MET’s How to Succeed revival falls short of an MBA

I’d never seen How to Succeed in Business Without Really Trying, though the get-rich-quick title is a familiar cultural concept, and one of its songs, “The Brotherhood of Man,” is familiar to anyone who has watched the Tony Awards or the Macy’s Thanksgiving Day Parade telecast in recent times.

Based on a satirical 1952 book of the same name, How to Succeed premiered in New York in 1961 and won a gaggle of awards the following year: seven Tonys, the Pulitzer Prize for Drama, the New York Drama Critics Circle Award. Half a century later, the Metropolitan Ensemble Theatre has revived it, and I was curious.

For one thing, I wondered: Is it dated? Well, yes — but recent revivals (with Matthew Broderick in 1995, with John Larroquette and Daniel Radcliffe in 2011) have been produced for a reason: Frank Loesser’s songs and Abe Burrows, Jack Weinstock and Willie Gilbert’s book spoof workplace politics and corporate America in ways that still feel relevant. “By George, ethical behavior always pays,” says the young protagonist, J. Pierrepont Finch. It was always a joke, and it’s bitterly funny now.

That’s not to excuse the play’s sexist 1960s sensibilities: sexy, dippy or lovelorn secretaries; songs such as “Happy to Keep His Dinner Warm,” sung by the secretary Rosemary (Mandy Morris, also the show’s choreographer). But if these aspects must be taken in stride, the performances in this production are pitched at an appropriately over-the-top level.

A lowly window washer at the World Wide Wicket Co. when the show begins, the ambitious Finch (played by the talented Phil Newman, who is surely also on the rise) reads from the book How to Succeed in Business Without Really Trying while working the squeegee with his other hand. He wants only to get ahead. Romance goes with the job package in Rosemary, who has her own designs.

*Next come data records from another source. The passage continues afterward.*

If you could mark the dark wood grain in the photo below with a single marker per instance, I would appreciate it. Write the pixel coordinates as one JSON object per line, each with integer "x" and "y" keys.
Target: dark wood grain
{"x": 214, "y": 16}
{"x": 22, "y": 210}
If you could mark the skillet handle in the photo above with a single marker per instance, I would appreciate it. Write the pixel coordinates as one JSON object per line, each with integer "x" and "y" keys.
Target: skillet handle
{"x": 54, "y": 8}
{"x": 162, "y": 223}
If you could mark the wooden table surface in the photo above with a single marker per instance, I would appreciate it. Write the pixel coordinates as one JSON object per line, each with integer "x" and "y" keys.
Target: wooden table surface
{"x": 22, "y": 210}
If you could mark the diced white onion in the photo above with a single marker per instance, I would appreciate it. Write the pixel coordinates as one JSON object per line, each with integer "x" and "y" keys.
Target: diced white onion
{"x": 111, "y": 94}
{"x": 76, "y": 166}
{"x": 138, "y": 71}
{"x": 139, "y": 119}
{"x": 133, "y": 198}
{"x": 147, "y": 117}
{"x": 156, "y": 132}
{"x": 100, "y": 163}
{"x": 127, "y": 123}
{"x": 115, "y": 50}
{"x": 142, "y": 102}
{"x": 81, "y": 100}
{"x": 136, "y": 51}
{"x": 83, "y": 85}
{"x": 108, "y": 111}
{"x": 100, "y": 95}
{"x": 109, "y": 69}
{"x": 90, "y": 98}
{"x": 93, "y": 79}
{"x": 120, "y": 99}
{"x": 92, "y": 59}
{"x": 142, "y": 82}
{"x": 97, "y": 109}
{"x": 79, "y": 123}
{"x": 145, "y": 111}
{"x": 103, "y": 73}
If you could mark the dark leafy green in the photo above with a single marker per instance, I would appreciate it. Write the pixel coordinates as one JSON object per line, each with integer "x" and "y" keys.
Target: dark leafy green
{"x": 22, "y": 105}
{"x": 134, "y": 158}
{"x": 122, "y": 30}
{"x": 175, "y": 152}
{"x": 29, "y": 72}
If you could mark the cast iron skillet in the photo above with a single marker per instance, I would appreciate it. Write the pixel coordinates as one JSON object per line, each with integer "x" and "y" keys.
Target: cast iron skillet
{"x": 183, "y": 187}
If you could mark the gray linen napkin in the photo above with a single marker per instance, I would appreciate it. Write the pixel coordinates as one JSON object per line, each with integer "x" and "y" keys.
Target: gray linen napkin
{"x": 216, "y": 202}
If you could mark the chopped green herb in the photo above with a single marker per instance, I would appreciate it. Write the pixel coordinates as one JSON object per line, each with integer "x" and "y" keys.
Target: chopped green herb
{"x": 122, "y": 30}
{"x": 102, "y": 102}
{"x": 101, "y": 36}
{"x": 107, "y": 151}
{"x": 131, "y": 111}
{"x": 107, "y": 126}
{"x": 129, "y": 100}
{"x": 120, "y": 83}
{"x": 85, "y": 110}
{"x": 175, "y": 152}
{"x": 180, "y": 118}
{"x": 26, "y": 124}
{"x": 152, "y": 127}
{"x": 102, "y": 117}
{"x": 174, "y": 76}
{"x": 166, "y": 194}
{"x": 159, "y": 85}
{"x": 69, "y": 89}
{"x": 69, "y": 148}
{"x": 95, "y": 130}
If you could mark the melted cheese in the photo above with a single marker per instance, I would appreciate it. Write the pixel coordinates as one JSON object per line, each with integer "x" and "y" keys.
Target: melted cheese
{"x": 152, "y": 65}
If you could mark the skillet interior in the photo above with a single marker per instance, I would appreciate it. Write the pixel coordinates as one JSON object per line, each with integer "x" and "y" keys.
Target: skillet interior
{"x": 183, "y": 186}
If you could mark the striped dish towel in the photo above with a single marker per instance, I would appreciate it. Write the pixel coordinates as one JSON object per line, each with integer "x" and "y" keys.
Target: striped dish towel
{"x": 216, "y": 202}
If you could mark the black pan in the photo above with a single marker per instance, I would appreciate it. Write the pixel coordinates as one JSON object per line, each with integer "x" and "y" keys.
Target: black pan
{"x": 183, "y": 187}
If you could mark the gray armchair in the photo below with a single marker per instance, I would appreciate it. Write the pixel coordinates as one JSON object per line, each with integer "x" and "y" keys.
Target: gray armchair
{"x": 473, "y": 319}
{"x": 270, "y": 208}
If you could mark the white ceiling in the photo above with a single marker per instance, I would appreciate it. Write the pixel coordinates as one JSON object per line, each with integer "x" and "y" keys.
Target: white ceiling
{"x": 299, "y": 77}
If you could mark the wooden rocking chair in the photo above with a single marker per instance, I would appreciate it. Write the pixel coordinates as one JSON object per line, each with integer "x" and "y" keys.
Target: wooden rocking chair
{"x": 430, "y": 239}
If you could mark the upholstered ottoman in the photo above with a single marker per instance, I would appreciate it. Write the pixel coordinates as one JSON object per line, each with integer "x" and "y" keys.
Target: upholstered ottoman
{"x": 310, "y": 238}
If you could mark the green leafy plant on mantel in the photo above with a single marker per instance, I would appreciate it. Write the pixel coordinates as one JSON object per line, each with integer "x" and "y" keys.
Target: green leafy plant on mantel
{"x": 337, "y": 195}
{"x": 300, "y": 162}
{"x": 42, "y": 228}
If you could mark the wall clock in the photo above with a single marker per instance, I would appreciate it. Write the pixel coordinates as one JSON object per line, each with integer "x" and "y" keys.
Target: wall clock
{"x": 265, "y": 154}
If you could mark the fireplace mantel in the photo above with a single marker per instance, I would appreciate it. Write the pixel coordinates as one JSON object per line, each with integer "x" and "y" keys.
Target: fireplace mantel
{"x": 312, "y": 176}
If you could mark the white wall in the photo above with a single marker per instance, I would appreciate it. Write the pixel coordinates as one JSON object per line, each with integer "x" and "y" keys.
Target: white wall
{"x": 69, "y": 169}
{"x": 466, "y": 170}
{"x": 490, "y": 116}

The company’s president, clueless J.B. Biggley (Bob Paisley, the show’s other anchor), should be concerned. His nephew, Bud Frump (Tony Beasley), who relies on nepotism, clearly senses a competitor in Finch. But Biggley is losing his sense over the vapid Hedy LaRue (Celia Gannon), a head-turning old flame who shows up to take a “position.”

Scenes with Newman and Paisley are seamless and funny highlights of the show. So, too, are some musical numbers, and the skillful physical comedy, especially by Beasley and Newman. (The exuberant Newman thinks on his feet as fast as he moves them.) But the show needs more than those moments deliver.

Frequent and time-consuming scene changes in this three-hour production disrupt continuity, and some songs just run too long: “A Secretary Is Not a Toy” and “Coffee Break,” about needing coffee, whose routine devolved into zombie movements with something inside of me dies. Timing matters, and this show’s pace needs to keep tempo with Finch’s rapid rise.

As staged here, Act 1 runs more than 90 minutes. And it’s big, with 22 actors. This isn’t the first time that director Karen Paisley has amassed a large cast in the MET space — Pride and Prejudice and The Kentucky Cycle come to mind. But while those were balletically blocked, the setup here feels claustrophobic, and it seemed that cast members were being careful not to step on one another’s toes.

It’s common practice at MET to reconfigure seating and stage to fit a play’s needs, and this production’s containment is clever if crowded (set design by the Paisleys). The offices of the story’s World Wide Wicket Co. — including the elevator doors — use the theater’s entryway, with a set of stairs wrapping around the doorway’s sides to an upper “executive” level.

The animated supporting cast members give this show their all, but their vehicle is unwieldy and runs out of gas in the second act. It remains entertaining in places, especially “I Believe in You,” sung by Newman with the men’s ensemble. (A chirpy “Cinderella, Darling,” on the other hand, lacked enough rehearsal.) But a pivotal scene lost its momentum, and dialogue and lyrics during the performance I saw were often drowned out by the recorded music (or lost to sound gaps).

Yet I found myself humming “The Brotherhood of Man” the following day and thinking about a character’s “bold caution.” This community theater isn’t cautious, and it’s certainly bold.